3. Once the ground is level saturate the soil with nut-grass killer. Lay down the ground tarp.
4. Lay out patio blocks where the upright supports will go. Dig out the area under the blocks so they will lay level with the ground.
5. Lay out the pool liner so the openings for the intake and return are positioned as close to your source of electricity as possible. Assemble the pool according to the manufacturer’s directions.
6. Fill pool with 12” of water and check frame for level. Pool should be within 1” of level for maximum safety. Adjust upright supports if needed at this time.
7. Connect the pump/filter and continue filling the pool.
8. Follow manufacturer’s instructions for operating the filter/pump.
9. Use the pool calculator to determine how much CYA and FC you need for your pool.
10. Use your TF 100 to test the water and balance as needed.


Well-known member
Jan 27, 2010
Central Valley, CA
I asked what nutgrass was as well before installing my pool three years ago. I've found out it is the most insidious weed ever and I've fought some bad ones (mint anyone?). Thankfully it hasn't hit my pool but my neighbor doesn't "control" it and it is coming under the fence 5' from the pool. The first year I would dig it out trying to get all the "nuts." The root connecting each nut is nearly as strong as wire. Miss one piece and it's in a month.

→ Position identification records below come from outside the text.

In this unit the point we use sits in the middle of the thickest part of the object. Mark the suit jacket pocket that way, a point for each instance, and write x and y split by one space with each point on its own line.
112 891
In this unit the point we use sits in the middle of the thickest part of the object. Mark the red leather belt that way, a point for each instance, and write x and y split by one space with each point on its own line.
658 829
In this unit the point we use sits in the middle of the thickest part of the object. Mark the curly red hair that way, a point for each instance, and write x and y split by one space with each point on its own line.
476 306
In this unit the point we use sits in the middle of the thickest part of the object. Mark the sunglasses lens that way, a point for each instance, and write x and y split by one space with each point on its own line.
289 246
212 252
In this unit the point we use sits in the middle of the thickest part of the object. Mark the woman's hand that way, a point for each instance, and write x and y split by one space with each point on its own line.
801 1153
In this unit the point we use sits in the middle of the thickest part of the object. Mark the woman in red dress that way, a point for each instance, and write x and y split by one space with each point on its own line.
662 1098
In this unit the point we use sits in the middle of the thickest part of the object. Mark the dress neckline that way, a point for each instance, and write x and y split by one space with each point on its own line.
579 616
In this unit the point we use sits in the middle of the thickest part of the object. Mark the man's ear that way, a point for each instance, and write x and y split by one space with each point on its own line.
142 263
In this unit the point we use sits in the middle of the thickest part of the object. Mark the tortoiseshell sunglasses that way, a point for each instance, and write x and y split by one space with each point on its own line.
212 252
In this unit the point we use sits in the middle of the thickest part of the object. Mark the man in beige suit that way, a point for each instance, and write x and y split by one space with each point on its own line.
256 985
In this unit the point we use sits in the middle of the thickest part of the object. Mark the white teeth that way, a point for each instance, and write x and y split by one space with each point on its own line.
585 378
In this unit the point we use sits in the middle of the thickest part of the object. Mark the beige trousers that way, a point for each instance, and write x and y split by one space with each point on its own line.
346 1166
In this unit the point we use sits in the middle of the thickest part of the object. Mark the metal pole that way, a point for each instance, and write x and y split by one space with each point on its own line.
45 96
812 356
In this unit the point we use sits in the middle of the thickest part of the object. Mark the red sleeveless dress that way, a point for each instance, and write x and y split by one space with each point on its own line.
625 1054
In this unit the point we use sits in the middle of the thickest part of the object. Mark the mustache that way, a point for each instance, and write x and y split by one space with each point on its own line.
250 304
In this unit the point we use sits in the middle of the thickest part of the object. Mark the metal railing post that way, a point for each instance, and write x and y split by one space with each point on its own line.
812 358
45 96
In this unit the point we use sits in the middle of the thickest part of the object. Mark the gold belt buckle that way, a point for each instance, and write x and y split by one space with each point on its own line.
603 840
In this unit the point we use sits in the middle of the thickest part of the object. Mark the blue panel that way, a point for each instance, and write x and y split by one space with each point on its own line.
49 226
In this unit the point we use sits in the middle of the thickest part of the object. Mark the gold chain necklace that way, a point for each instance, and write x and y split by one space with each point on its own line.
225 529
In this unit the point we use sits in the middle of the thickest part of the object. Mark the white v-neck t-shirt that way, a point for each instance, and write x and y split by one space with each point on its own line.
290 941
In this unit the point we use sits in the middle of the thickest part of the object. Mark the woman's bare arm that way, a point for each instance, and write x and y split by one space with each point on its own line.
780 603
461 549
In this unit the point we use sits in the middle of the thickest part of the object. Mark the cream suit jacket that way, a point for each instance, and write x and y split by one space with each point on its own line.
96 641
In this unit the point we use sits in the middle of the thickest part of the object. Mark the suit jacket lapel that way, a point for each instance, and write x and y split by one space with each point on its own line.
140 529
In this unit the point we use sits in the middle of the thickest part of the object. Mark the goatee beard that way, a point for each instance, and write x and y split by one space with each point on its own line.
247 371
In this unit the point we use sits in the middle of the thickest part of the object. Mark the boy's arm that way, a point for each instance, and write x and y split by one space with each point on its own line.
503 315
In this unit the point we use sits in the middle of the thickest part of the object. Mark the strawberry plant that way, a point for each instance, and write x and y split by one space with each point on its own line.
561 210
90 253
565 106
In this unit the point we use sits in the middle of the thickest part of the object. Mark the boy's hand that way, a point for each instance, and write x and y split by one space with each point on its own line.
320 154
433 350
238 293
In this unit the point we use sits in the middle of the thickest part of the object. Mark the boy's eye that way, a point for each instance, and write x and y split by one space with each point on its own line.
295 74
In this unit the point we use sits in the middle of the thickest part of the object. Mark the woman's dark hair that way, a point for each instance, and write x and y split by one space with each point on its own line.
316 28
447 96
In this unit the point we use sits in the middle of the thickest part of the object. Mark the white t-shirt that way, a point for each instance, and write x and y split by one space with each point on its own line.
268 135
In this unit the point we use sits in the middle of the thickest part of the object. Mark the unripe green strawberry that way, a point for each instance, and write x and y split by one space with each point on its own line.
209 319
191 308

I now resort to poison but you have to use a herbicide specifically for nutgrass that cost $15 for one packet that makes a gallon and the mixture is inert after 24 hours. It does work with two applications.

NOTE: from the photos, I haven't seen my nutgrass go to seed like that. Maybe it's because I try aggressively to control it. The picture of the tuber is the best way to identify if you have nutgrass.
Jun 18, 2012
so, are pavers supposed to go on hard undisturbed ground or on sand evenly spread and tamped on the ground? do you also have to put sand on the outside perimeter of the wall or just on the inside where the liner will be?